The Struggle for an African American Priesthood

The Struggle for an African American Priesthood June 6, 2020

In 1854, James Augustine Healy was the first African American priest ordained in the United States.

“The Dignity of the Priesthood” 

In a sermon on  “The True Priesthood,” delivered at Brooklyn’s St. Ambrose Church in May 1886, Father Daniel Sheehy declared to his parishioners:

What a dignity, the priesthood! Its duties are great. They are commissioned to lead the people to victory. Yours, too, is a duty. They are commanded to teach. You are commanded to learn. They in their own sphere are bid to command; you to obey.

Priests were the officers in God’s army, and their very person was considered sacred. They had an immense dignity, but that dignity didn’t extend to African American men, who weren’t allowed in the priesthood.  

“Passing for White”: The Healy Brothers 

Not unless they “passed for white,” like the three Healy brothers, children of a Black slave and her white owner. When in 1854 James was the first priest of African descent ordained in America, this wasn’t made public. The same was true for Patrick in the Jesuits, and Alexander, a Boston priest. Why? Because of two factors: Catholic prejudice and fear of an anti-Catholic backlash.   

In 1874, Patrick was named president of Georgetown, and James became a bishop in Maine the following year. When Rome’s prestigious North American College opened in 1859, Alexander was considered for rector, but at least one bishop objected: 

He has African blood and it shows distinctly in his exterior. This, in a large number of American youths, might lessen the respect they ought to feel for the first superior in a house.

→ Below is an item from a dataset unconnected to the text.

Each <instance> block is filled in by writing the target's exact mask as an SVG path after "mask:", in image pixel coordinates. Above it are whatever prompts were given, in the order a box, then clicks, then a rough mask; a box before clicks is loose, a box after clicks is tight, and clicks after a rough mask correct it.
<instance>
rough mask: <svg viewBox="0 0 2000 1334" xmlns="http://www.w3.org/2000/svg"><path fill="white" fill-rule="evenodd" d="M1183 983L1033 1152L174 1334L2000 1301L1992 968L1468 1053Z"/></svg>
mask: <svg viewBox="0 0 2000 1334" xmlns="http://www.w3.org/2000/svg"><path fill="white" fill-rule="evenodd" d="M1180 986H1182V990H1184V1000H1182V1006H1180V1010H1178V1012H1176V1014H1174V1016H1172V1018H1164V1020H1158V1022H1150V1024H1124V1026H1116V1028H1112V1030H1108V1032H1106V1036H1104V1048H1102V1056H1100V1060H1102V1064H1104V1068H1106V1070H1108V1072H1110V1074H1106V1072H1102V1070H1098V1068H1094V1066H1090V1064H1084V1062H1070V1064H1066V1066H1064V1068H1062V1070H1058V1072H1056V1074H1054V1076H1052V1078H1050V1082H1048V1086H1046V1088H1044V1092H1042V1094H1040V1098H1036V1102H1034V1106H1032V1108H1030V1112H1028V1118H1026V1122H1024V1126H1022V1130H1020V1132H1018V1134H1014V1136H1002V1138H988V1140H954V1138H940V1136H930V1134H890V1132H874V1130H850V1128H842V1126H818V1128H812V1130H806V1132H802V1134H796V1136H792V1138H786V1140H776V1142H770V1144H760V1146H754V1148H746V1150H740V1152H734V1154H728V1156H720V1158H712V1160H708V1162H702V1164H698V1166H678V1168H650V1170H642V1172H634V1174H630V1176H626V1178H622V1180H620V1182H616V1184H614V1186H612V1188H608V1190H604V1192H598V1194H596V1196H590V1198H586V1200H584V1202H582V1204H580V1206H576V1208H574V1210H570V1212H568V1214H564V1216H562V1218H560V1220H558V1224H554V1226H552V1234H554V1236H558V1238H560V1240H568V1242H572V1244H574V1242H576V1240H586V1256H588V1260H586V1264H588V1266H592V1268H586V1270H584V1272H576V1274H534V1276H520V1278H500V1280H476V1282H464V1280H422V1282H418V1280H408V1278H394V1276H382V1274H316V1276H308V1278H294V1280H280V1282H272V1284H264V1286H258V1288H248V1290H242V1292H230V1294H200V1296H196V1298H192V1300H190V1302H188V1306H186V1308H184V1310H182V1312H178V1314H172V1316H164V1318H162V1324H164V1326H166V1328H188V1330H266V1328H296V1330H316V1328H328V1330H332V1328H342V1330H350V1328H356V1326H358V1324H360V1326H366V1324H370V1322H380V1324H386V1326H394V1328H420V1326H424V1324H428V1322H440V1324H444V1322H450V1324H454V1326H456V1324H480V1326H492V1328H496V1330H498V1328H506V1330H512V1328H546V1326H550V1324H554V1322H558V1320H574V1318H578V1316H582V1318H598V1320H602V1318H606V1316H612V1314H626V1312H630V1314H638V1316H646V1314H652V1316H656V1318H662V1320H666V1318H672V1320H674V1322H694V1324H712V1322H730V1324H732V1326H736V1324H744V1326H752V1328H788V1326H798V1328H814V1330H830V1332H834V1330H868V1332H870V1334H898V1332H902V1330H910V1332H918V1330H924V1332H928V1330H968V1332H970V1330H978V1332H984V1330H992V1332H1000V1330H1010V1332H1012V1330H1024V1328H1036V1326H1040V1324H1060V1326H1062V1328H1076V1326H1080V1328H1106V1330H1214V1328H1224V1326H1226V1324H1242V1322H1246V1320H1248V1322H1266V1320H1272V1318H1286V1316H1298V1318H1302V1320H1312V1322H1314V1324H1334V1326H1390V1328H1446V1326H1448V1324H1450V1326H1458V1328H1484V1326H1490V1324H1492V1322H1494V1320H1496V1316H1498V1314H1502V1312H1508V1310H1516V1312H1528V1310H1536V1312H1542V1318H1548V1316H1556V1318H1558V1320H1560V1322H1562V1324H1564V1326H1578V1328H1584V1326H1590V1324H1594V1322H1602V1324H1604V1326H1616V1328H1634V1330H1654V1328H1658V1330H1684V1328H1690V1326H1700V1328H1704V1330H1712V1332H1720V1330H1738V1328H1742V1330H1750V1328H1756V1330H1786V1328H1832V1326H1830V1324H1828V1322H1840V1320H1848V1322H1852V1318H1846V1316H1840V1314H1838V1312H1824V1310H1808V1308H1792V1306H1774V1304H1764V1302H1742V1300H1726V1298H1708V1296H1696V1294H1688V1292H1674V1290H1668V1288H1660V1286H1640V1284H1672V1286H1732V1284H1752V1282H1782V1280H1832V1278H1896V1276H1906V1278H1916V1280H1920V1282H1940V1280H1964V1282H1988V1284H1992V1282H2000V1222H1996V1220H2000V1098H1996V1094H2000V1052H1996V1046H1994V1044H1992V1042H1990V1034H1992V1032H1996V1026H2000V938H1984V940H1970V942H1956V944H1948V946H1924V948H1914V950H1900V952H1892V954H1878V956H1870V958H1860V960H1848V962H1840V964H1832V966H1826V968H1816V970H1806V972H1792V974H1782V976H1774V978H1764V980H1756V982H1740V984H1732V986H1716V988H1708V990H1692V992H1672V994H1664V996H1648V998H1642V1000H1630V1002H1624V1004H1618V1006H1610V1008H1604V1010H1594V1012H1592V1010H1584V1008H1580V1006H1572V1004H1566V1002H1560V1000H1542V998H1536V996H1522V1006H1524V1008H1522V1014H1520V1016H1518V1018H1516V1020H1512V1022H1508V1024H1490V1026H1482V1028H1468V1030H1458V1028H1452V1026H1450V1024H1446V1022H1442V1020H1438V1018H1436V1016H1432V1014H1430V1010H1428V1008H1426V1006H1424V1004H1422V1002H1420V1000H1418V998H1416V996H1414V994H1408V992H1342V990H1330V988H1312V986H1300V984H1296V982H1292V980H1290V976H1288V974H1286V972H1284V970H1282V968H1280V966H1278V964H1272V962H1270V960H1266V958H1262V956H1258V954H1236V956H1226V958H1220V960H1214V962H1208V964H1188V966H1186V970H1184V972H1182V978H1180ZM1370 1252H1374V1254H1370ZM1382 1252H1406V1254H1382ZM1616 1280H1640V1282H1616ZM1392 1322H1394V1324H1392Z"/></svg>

Not until the 1950’s was all this made public. A Georgetown  student then defaced Patrick’s portrait. At the time the university excluded African Americans. Although it now celebrates Healy as America’s first Black university president, Georgetown overlooks the great pains previously taken to hide that from the public.

The Ordeal of Father Tolton 

Augustus Tolton was born a slave in Missouri. His racial identity was no secret, and no American seminary would take him. Ordained in Rome in 1886, the American bishops considered sending him to Africa. Instead he went to Quincy, Illinois. Later he became pastor of Chicago’s first African American parish, St. Monica’s, on the South Side. 

“Good Father Gus,” as he was known (perhaps patronizingly), had it tough. Many Catholics refused to accept him as a “real” priest, including his clerical colleagues. Frequent racist abuse and constant stress hastened his early death at 43. Today Father Tolton’s canonization cause is well underway; in June 2019, Pope Francis declared him “Venerable.” He was a martyr to the cause of Black freedom at a time when the altar was segregated.  

Desegregating the Altar 

Many Northern white Catholics considered Black priests a novelty if not an oddity. In the South, however, the notion of Black priests being raised to the same level as white ones was seen as a threat to the Jim Crow system that dominated the post-Civil War South for a century. 

In spite of this, in 1871 the Josephite Fathers and Brothers were formed to serve African Americans. In his book Desegregating the Altar, one of the best ever written on American Catholic history, Stephen Ochs notes that they faced a tough battle advocating for African American priests. Opposition from both Catholics and non-Catholics was fierce.  

In Georgia, the notoriously racist Tom Watson, a future U.S. Senator,  attacked the Josephites for ordaining Black priests. In June 1914, his Watson’s Jeffersonian Weekly addressed what Watson called “The Sinister Portent of Negro Priests”:

Now when these black men are taught by white priests that they are your equals, and that in being received into the priesthood, they are better than you, what are to be the ultimate consequences? I do not address this vital question to non-Catholics only; I most earnestly implore the Catholics themselves to consider it.

Many Southern Catholic bishops agreed. New Orleans Archbishop James Blenk banned Black priests. In Georgia, Bishop Benjamin Kiely, a Civil War veteran, was buried with a Confederate flag. Several openly employed  racist terminology. In his memoir, Church historian John Tracy Ellis recalled that Cardinal John Glennon of St. Louis was well known for “his dislike of Blacks.” 

Epilogue

At the start of the twentieth century, Father John Slattery, head of the Josephites, frequently preached against Catholic racism. Eventually he left the Church in frustration and disgust. Ochs notes that during this same period Vatican authorities, not American bishops, took the lead to actively promote a Black priesthood. They at least didn’t fear Southern racism. In 1920, German Divine Word Fathers started the first African American seminary in Mississippi. 

The ordeal of the Black priest, as Ochs has called it, lasted well into the twentieth century. While the Civil Rights Movement did a lot to change that, we can’t ignore this terrible blemish on American Catholic history, when the color of one’s skin was an impediment to ordination. The Josephites did what they could, but again it was a hard struggle inside and outside the Church. Today, at least, their experience reminds us today of the true meaning of the word “Catholic”: “universal.”